Germán's inconsistency on the mound was in contrast to the Tigers' two primary starters at the time, Bonderman and lefty Mike Maroth, who were regarded to possess Major League talent, but frequently suffered from insufficient run support on a team in the midst of having the worst season in American League history — that year, the Tigers set a new record for total losses (119), eclipsing the previous record (117) held by the 1916 Philadelphia Athletics. After spending much of the 2004 season on the Tigers' Triple-A minor league team, the Toledo Mud Hens, his form on the mound improved greatly, and he made the Tigers' 2005 opening day roster.

After a mediocre spring training in 2006, the Tigers left Germán unprotected on the waiver wire by designating him for another assignment to Toledo. He did not clear waivers, however, and on April 4, 2006, he was claimed off waivers by the Florida Marlins, and earned a spot on their opening day roster.

Germán became a free agent after the 2006 season.

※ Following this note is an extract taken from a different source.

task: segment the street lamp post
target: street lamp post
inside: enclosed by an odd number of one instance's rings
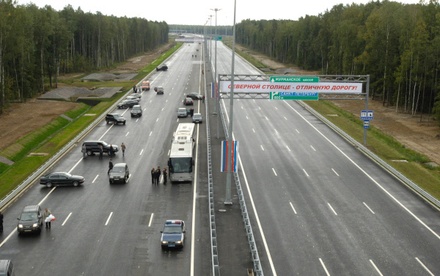
[[[220,11],[220,9],[218,9],[218,8],[214,8],[214,9],[211,9],[211,10],[213,10],[214,12],[215,12],[215,58],[214,58],[214,98],[215,98],[215,101],[216,101],[216,103],[215,103],[215,109],[214,109],[214,114],[217,114],[217,112],[218,112],[218,105],[219,105],[219,97],[218,97],[218,86],[217,86],[217,12],[218,11]],[[218,122],[218,118],[217,118],[217,122]],[[218,124],[219,123],[217,123],[217,138],[218,138],[218,136],[219,136],[219,134],[218,134]]]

On November 17, 2006, he signed a minor league contract with the Texas Rangers.

Germán pitched in the Rangers 2008 season opener against the Seattle Mariners on March 31, 2008. It was the first time Germán had pitched outside the minors since 2006. He was designated for assignment by the Rangers on May 21, 2008, and on May 30 declined a minor-league assignment and became a free agent.

On June 4, 2008, Germán signed a minor league contract with the Pittsburgh Pirates. He was traded to the Chicago White Sox on August 11, and assigned to Triple-A Charlotte. He became a free agent at the end of the season and re-signed with the Chicago White Sox. On July 10, 2009, Germán was released by the Chicago White Sox.

In 2011, Germán pitched for Diablos Rojos del Mexico of the Mexican League, posting a 4.15 ERA in seven appearances.

==Scouting report==
He is a particularly large man for a pitcher, standing 6 ft 7 in (2.04 m) tall and weighing 298 lb, which lends him a degree of batter intimidation, like most taller-than-average pitchers possess. He works mostly in middle relief and sometimes as a set-up man for the team's closer.

PITCHf/x data from 2008 records Germán throwing a four-seam fastball averaging about 94 mph and a changeup averaging 85 mph.

==Personal life==
Germán is married and has one child with his wife, Luisa. They spend their off-seasons residing in Palenque, Dominican Republic.

Germán usually plays for Leones del Escogido in the Dominican Winter Baseball League, and played for the World Team during the 2002 All-Star Futures Game, which was won, 5–1, by the World Team.